12 April 2024
Key takeways
DBT is a transformation workflow. The acronym stands for data build tool.
As such, DBT handles the T from ELT, but actually, it’s not dbt that does the transformation. You will need to have a Postgres DB, SQL Server, Redshift, Databricks, Snowflake, or GCP (and more) so that dbt can send your transformation processes to be executed by the DB engine.
DBT takes care of orchestration of the transformation processes (models), sending them to be executed on the DB engine you configured. That means that dbt uses SQL (where the SQL flavour depends on the engine you connect it to).

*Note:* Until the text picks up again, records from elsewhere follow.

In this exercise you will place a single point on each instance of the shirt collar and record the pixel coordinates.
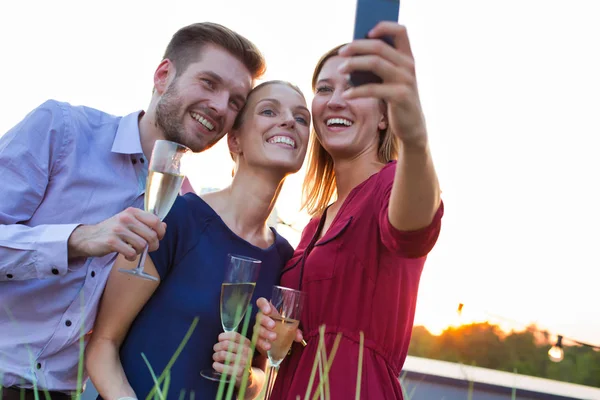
(127, 139)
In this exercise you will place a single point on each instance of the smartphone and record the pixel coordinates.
(368, 14)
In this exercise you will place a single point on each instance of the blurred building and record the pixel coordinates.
(425, 379)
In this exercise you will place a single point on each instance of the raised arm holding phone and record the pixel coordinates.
(360, 258)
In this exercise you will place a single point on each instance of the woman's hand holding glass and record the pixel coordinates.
(266, 326)
(226, 351)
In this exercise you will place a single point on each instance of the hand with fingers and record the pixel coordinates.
(395, 65)
(265, 324)
(226, 351)
(126, 233)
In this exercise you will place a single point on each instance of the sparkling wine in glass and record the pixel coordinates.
(162, 187)
(236, 292)
(287, 306)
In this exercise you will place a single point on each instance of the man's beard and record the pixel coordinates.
(167, 115)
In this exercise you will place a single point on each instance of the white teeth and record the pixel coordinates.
(203, 121)
(338, 121)
(282, 139)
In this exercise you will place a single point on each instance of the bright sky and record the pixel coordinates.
(511, 92)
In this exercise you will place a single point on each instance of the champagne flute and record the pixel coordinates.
(162, 187)
(236, 292)
(287, 306)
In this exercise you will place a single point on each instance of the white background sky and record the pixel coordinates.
(511, 92)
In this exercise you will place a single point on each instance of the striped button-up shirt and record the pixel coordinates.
(60, 167)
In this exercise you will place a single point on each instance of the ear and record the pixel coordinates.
(382, 125)
(164, 75)
(233, 142)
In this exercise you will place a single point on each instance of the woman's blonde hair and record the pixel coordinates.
(319, 184)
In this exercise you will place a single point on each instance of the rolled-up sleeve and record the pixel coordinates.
(29, 154)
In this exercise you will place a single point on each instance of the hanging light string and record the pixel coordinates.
(556, 352)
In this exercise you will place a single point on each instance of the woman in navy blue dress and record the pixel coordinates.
(136, 316)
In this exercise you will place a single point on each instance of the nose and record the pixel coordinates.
(336, 101)
(288, 120)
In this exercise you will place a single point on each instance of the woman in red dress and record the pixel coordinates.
(360, 258)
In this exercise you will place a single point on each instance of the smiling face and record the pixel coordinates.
(345, 128)
(273, 130)
(200, 104)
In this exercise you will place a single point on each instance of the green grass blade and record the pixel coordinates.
(154, 379)
(166, 385)
(334, 349)
(175, 356)
(238, 358)
(360, 356)
(81, 351)
(311, 380)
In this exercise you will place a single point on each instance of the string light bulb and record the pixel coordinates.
(556, 352)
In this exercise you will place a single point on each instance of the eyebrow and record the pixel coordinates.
(219, 79)
(278, 103)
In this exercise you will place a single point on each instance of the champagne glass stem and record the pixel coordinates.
(270, 380)
(140, 267)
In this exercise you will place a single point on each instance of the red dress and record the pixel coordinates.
(362, 275)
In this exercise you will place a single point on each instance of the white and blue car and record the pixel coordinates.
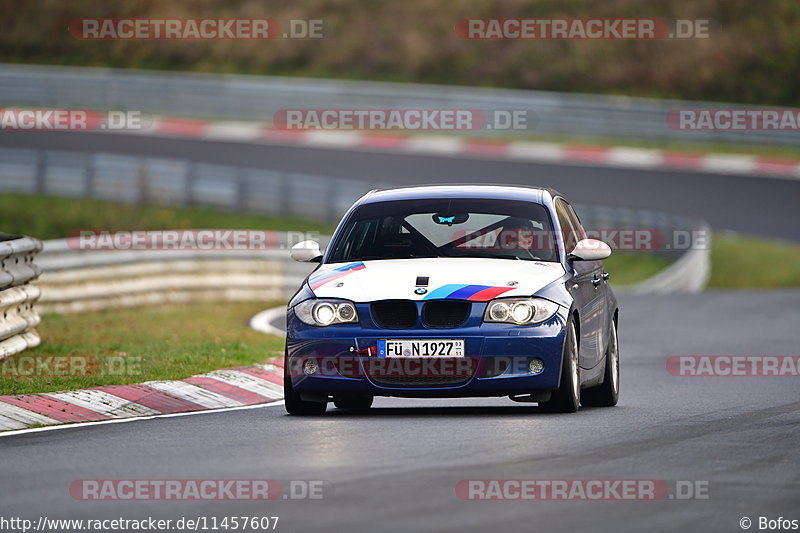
(454, 291)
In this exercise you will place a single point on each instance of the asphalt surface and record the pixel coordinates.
(760, 206)
(395, 468)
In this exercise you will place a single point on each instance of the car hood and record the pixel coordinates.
(473, 279)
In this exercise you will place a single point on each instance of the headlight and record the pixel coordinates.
(520, 311)
(326, 312)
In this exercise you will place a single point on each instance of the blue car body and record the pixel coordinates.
(581, 292)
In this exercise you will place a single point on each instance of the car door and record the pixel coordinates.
(591, 288)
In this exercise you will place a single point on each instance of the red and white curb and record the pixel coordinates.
(221, 389)
(619, 157)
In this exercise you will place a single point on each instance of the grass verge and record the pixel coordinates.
(136, 345)
(743, 262)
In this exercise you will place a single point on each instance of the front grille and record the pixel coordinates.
(412, 372)
(445, 313)
(396, 314)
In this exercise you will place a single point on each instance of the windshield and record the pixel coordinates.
(455, 227)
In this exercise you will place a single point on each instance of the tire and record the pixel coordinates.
(361, 402)
(295, 406)
(567, 398)
(607, 393)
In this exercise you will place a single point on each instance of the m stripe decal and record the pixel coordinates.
(460, 291)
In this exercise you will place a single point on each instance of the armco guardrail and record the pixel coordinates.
(17, 297)
(177, 182)
(75, 280)
(260, 97)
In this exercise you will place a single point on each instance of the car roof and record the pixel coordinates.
(460, 190)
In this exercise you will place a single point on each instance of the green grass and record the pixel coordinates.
(136, 345)
(50, 217)
(739, 262)
(627, 268)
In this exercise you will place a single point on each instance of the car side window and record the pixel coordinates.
(576, 223)
(568, 231)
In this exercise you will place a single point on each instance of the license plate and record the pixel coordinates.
(421, 348)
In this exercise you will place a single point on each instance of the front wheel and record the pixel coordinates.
(567, 397)
(298, 407)
(607, 393)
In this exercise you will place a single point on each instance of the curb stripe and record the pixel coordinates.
(13, 417)
(228, 388)
(152, 398)
(245, 397)
(103, 402)
(248, 382)
(54, 408)
(189, 392)
(276, 378)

DBT enables data analysts and data engineers to automate the testing and deployment of the data transformation process. This is especially useful because many companies have increasingly complex business logic behind their reporting data. The dbt tool keeps a record of all changes made to the underlying logic and makes it easy to trace data and update or fix the pipeline through version control.
Why DBT
DBT adds much more than just being a transformation process. Follows a quick list of what you gain when using dbt:
Work with materialisations and then adjust for what you need
In DBT, you work with models that can be materialised as tables, views, incremental or ephemeral. To change the materialization type, you don’t need to rewrite the DDL like you are used to when working with SQL; you just need to change the configuration for that mode, and DBT takes care of it the next time it runs.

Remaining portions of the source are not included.